Muhammad Bagir dalam kitab Muamalah dalam Alquran, Sunnah, dan Para Ulama menjelaskan, ditetapkannya talak tidak dipegang istri karena bukan si istri yang telah mengeluarkan banyak dari hartanya untuk pernikahan.
Maka sekiranya suami hendak bercerai dengan istrinya yang sekarang dan ingin melaksanakan pernikahan setelah itu, dia harus memberikan uang mut'ah (ganti rugi) kepada istri yang dicerai.
Tak hanya itu, suami juga harus memberikan nafkah baginya selama masa iddah, dan sebagainya yang pasti memberati anggaran belanja. Di antara persyaratan suami untuk menjatuhkan talak atas istrinya adalah baligh, berakal waras, dan tidak dipaksa.
Jika si suami gila atau belum dewasa atau melakukannya dalam keadaan di bawah ancaman, maka talaknya itu, apabila dia lakukan juga, dianggap tidak berlaku. Orang-orang seperti itu dianggap tidak mencukupi persyaratan untuk melakukan tindakan hukum. Hal ini berdasarkan hadis Nabi Muhammad SAW:
رُفِعَ الْقَلَمُ عن ثلاثة: عن النائم حتى يَسْتَيْقِظَ، وعن الصبي حتى يَحْتَلِمَ، وعن المجنون حتى يَعْقِلَ
"Pena (pertanggungjawaban) terangkat dari tiga kelompok manusia: dari yang dalam keadaan tidur sampai dia terjaga kembali, dari anak kecil sampai dia dewasa, dan dari orang gila sampai dia berakal kembali (yakni sembuh dari kegilaannya).”

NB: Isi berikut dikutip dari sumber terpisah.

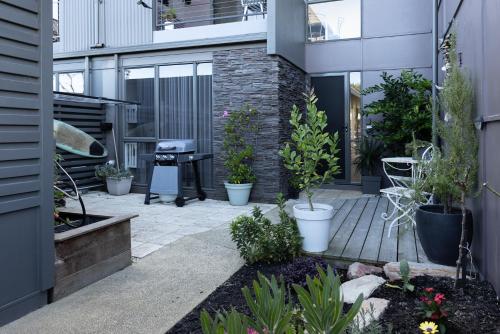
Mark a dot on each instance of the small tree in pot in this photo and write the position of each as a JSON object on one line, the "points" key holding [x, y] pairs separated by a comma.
{"points": [[367, 162], [240, 130], [118, 181], [453, 172], [312, 158]]}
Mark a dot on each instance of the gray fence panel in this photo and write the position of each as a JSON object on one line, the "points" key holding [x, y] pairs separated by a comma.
{"points": [[26, 149]]}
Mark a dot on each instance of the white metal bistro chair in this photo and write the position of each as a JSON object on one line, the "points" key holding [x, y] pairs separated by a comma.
{"points": [[403, 173], [254, 6]]}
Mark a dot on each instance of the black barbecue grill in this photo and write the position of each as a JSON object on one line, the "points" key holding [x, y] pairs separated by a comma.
{"points": [[169, 160]]}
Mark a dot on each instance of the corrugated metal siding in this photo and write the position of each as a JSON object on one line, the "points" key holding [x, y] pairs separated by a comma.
{"points": [[26, 227], [76, 24], [88, 118], [127, 23]]}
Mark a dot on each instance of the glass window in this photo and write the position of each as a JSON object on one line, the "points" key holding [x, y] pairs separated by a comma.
{"points": [[176, 102], [333, 20], [139, 87], [355, 122], [71, 82]]}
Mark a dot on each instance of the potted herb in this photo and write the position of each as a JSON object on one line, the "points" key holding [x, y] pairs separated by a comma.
{"points": [[444, 230], [118, 181], [369, 152], [241, 130], [311, 147]]}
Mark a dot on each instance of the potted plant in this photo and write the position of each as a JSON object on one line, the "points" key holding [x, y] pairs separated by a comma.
{"points": [[444, 230], [369, 152], [310, 148], [241, 129], [118, 181]]}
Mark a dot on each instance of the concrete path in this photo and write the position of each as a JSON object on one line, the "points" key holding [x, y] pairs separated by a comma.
{"points": [[160, 224], [149, 297]]}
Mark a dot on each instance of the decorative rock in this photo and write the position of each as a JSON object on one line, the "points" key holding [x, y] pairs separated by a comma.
{"points": [[391, 270], [371, 310], [358, 269], [364, 285]]}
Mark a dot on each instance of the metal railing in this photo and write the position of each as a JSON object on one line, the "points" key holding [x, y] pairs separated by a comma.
{"points": [[176, 14]]}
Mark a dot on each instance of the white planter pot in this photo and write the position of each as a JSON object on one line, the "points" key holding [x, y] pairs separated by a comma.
{"points": [[238, 193], [119, 186], [314, 226]]}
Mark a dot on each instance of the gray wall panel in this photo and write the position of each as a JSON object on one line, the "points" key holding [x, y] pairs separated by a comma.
{"points": [[286, 30], [26, 150], [396, 17], [334, 56], [397, 52], [477, 26]]}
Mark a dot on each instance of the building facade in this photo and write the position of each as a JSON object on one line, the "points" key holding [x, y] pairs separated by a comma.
{"points": [[186, 62]]}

Telah diriwayatkan pula bahwa Nabi Muhammad SAW pernah bersabda, "Tidak akan dilakukan perhitungan atas umatku (yakni, tidak akan dimintai pertanggungjawaban) berkenaan dengan perbuatan yang mereka lakukan karena kesalahan (yakni, tidak sengaja), karena kealpaan atau karena paksaaan."